There’s a lot of yelling going on as well, and I catch a few commands but nothing clear. At the end of the video, one soldier has been shot, but not seriously.

 

“So this is what it’s like,” I say.

 

“Huh?”

 

“You’ve been in combat. This is what it’s like?”

 

Boylan looks at the screen for a second. “Nah,” he says.

 

I wait for more, but nothing’s coming.

 

“Well then,” I say, “that’s what it looks like. At least, to shoot a bad guy.”

 

He looks at the screen again. “Nah.”

 

“But that’s an actual firefight.”

 

“Fuck, dude,” he says. “Whatever.”

 

“That’s a fucking video camera shooting an actual fucking firefight.”

 

He looks at the screen for a long time. “Camera’s not the same,” he says, and he taps his head and smiles at me crooked.

 

I look back at the screen, which has recommendations for other videos, mostly war related, though for whatever reason one of them is a screenshot of some Japanese writing and a cartoon squid.

 

“I’d never let them put a camera on me,” he says.

 

His skin is waxy, sallow. I want to ask if Vockler had an open casket or if his body was too damaged, though of course I can’t.

 

“Iraq,” I say instead. “What do you think? Did we win?”

 

“Uhh… we did okay,” he says, looking at the screen of combat videos and one cartoon squid.

 

The first time I met Boylan, he was in his Alphas and the Bronze Star with the V was right there on his chest for anybody to see. I’d gone and looked it up immediately, but now I can’t remember exactly what it had been for. Boylan hadn’t meant much to me then, and the citation wasn’t as exciting or clear as Deme’s, since for Boylan it’d been a slow accumulation of minor heroic actions taken over the course of a long and hellish day, rather than the sort of intense crucible that makes for great drama. At least he got it, though. Vockler died in an IED, like the majority of combat casualties in these wars, a death that doesn’t offer a story younger Marines can read and get inspired by. IEDs don’t let you be a hero. That’s what makes Deme so important. The cold, hard courage that sends veterans like Vockler back to war is not what makes teenagers join the Corps in the first place. Without the rare stories like Deme’s, who’d sign up?

 

Eventually, Boylan is sleeping on my floor and I’m sitting by his side, drinking whiskey slow and envying him from the depths of my noncombat heart. I don’t know why. He’s not proud of his Bronze Star. He refuses to tell the story. “It was a bad day,” is the most I’ve ever heard from him. I don’t even know what it is he has that I want. I just know I want it. And he’s right here in front of me, close enough that I’ve spilled whiskey on him twice.

 

Agamben speaks of the difference between men and animals being that animals are in thrall to stimuli. Think a deer in the headlights. He describes experiments where scientists give a worker bee a source of nectar.
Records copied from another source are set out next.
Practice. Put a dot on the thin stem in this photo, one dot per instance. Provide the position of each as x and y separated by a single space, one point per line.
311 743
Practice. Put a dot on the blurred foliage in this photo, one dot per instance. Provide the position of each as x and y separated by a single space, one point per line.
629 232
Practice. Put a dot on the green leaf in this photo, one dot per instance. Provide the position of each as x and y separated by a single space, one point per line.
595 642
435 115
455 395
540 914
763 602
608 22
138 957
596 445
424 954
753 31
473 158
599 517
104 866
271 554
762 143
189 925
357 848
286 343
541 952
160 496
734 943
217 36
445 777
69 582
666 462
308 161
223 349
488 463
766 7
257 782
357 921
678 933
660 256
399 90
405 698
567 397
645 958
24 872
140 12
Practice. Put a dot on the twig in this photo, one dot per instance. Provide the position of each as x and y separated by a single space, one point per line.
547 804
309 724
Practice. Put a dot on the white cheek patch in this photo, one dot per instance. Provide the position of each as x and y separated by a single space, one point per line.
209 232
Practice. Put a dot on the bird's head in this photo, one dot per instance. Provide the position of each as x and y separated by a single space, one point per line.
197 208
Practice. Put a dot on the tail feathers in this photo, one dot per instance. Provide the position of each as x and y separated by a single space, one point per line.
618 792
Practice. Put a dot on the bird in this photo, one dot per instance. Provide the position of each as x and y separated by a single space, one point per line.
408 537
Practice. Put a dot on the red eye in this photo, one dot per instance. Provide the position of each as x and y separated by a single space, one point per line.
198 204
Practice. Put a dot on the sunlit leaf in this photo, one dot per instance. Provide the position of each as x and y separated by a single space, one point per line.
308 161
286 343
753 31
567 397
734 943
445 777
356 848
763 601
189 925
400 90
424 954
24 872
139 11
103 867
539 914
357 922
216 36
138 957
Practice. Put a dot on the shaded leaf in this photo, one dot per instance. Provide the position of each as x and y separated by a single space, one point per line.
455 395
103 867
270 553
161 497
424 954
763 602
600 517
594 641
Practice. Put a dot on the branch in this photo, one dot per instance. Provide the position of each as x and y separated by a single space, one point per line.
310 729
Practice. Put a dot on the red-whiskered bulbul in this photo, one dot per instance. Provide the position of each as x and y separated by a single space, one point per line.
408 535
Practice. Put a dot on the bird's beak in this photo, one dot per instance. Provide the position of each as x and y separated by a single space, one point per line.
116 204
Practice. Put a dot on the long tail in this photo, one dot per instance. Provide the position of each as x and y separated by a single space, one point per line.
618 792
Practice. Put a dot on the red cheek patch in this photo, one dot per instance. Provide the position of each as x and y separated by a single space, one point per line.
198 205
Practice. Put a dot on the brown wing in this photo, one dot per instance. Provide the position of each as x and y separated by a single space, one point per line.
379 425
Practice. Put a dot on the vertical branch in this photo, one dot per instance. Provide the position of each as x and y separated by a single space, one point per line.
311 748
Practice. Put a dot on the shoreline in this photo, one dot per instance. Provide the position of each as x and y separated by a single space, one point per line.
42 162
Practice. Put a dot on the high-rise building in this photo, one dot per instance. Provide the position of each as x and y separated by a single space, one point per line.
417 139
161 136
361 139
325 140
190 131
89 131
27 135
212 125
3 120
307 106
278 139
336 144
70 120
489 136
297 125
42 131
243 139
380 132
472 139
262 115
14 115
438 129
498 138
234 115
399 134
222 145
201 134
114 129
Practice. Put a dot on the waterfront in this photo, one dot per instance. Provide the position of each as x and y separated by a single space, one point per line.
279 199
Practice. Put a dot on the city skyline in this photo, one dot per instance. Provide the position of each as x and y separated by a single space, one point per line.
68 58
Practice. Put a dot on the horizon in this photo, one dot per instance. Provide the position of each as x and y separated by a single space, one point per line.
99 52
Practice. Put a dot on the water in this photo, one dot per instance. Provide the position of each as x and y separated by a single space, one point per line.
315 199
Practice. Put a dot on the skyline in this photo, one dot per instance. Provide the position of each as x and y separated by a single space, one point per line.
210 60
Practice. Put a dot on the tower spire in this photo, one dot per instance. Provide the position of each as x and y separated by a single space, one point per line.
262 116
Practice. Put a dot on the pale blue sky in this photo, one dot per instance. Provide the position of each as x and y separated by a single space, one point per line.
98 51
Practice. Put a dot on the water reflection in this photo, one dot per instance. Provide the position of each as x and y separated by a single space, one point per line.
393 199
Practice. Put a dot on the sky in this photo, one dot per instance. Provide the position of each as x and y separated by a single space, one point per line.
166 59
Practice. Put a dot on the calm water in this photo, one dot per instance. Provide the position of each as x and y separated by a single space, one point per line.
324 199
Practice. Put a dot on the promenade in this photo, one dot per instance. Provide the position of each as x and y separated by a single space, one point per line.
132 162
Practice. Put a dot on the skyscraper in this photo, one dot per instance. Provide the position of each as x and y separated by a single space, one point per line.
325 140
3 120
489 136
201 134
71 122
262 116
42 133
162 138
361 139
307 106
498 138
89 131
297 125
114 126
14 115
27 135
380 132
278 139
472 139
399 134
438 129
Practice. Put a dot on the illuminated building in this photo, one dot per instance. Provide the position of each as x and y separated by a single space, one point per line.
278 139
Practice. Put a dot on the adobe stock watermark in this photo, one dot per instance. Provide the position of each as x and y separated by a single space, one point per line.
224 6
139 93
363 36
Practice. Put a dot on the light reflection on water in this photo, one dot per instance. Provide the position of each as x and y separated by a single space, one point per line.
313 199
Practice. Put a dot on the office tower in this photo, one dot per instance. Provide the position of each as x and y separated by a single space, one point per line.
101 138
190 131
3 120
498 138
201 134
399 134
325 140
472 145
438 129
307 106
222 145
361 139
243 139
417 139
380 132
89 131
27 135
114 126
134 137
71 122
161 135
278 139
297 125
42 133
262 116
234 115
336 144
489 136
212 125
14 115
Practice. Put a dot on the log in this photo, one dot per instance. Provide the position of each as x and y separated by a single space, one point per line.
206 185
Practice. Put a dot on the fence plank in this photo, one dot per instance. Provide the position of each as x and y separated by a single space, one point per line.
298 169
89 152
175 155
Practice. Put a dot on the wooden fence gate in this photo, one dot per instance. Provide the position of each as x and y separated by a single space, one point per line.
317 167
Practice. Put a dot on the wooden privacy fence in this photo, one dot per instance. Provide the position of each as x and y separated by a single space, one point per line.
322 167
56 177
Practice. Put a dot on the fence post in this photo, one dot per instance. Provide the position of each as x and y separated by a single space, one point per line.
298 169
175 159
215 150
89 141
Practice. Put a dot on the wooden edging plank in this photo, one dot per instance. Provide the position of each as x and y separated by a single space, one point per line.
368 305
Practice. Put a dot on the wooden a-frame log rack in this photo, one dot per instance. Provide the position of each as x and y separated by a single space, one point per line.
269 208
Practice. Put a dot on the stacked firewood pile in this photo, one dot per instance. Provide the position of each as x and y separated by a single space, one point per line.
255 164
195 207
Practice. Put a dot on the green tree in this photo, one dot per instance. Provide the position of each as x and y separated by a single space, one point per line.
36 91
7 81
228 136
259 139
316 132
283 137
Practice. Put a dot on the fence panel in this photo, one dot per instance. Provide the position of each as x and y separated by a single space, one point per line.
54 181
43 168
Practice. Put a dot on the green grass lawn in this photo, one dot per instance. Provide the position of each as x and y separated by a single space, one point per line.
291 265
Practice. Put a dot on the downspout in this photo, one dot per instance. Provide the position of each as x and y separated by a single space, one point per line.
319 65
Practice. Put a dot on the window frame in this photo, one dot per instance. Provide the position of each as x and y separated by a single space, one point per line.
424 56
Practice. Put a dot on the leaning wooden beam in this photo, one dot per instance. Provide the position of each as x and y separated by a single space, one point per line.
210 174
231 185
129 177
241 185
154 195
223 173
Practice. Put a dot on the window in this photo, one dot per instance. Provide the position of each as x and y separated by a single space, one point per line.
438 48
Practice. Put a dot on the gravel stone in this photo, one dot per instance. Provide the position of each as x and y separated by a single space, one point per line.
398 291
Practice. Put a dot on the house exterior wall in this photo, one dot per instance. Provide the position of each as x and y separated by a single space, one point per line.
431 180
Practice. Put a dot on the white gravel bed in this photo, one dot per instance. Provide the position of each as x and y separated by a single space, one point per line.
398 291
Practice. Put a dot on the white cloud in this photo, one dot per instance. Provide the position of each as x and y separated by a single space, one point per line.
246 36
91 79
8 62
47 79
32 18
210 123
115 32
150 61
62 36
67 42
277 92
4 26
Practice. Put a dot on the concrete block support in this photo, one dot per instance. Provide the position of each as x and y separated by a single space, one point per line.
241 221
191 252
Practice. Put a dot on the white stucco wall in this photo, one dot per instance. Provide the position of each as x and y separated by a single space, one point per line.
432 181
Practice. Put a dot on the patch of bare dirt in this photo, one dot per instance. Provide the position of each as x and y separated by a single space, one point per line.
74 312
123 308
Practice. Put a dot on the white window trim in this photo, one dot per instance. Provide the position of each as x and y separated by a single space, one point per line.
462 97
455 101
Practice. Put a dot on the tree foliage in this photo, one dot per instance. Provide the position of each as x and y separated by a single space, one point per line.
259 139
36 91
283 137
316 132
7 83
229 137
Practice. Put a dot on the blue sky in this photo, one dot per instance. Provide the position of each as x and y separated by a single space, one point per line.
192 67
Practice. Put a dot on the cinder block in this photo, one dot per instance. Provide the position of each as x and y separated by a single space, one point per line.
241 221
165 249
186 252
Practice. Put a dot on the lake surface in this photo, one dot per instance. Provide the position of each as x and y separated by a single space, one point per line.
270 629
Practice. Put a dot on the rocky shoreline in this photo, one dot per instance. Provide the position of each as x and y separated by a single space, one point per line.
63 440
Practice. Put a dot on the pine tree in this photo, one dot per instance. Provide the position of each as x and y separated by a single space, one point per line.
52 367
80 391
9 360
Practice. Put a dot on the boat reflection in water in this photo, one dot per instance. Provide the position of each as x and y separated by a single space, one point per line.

As it imbibes, they cut away its abdomen, so that instead of filling the bee up, the nectar falls out through the wound in a trickle that pours as fast as the bee drinks. You’d think the bee might change its behavior in response, but it doesn’t. It keeps happily sucking away at the nectar and will continue indefinitely, enthralled by one stimulus—the presence of nectar—until released by another—the sensation of satiety. But that second stimulus never comes—the wound keeps the bee drinking until it finally starves.

 

I splash a little more whiskey on Boylan, halfway hoping he’ll wake up.